A combined 1,018,438 courtesy letters and 639,980 enforcement orders were issued in the two-year period under review. This in turn demonstrates that courtesy letters were only issued against a mere 10.24% of all infringement notices which were not dealt with, and of the courtesy letters issued, a mere 62.83% of them became enforcement orders.
Nowhere in the AARTO Act or its Regulations is the RTIA or its Registrar granted the latitude to selectively apply the provisions contained therein.
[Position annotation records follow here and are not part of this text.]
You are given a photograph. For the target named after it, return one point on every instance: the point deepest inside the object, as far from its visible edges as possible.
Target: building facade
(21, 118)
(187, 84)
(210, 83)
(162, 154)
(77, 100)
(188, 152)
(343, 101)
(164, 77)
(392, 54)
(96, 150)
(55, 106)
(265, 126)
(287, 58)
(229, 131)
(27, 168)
To the contrary, the words "must" and "shall" are peremptory words, meaning that where they appear, there is no discretionary power afforded to anyone or anything to do otherwise.
From the foregoing, all of which comes from the RTIA's own annual reports which have been audited by the Auditor General before the Minister of Transport tabled them before Parliament, thereby purporting them to be a true and factual account of the RTIA's operations, it is my assertion that if anyone owes anyone anything to anyone, it is the RTIA which owes the issuing authorities, MEC Ismail Vadi, Minister Dipuo Peters, the minibus taxi industry and most importantly, the law abiding public an explanation as to why it has unlawfully and selectively applied the prescripts of the AARTO Act.
I don't know exactly what it is that the likes of the Chief Operating Officer of the Road Traffic Infringement Agency, Thabo Tsholetsane and Guateng Transport MEC, Ismail Vadi are trying to achieve in making such shocking revelations but it should be abundantly clear to any logical thinking person that they are again trying to shift the focus and blame off the authorities and onto motorists, and in this case, the minibus taxi industry they don't in reality enforce the law against.
It is further my contention that had all of the law enforcement agencies simply stuck to the prescribed provisions of the AARTO Act instead of choosing to experiment with ways in which to circumvent them, not only would they have seen a dramatically higher payment rate for traffic fines, but we all would have experienced an improvement in the driving habits of motorists in Johannesburg and Tshwane, simply because delinquent motorists would have been held accountable for their actions.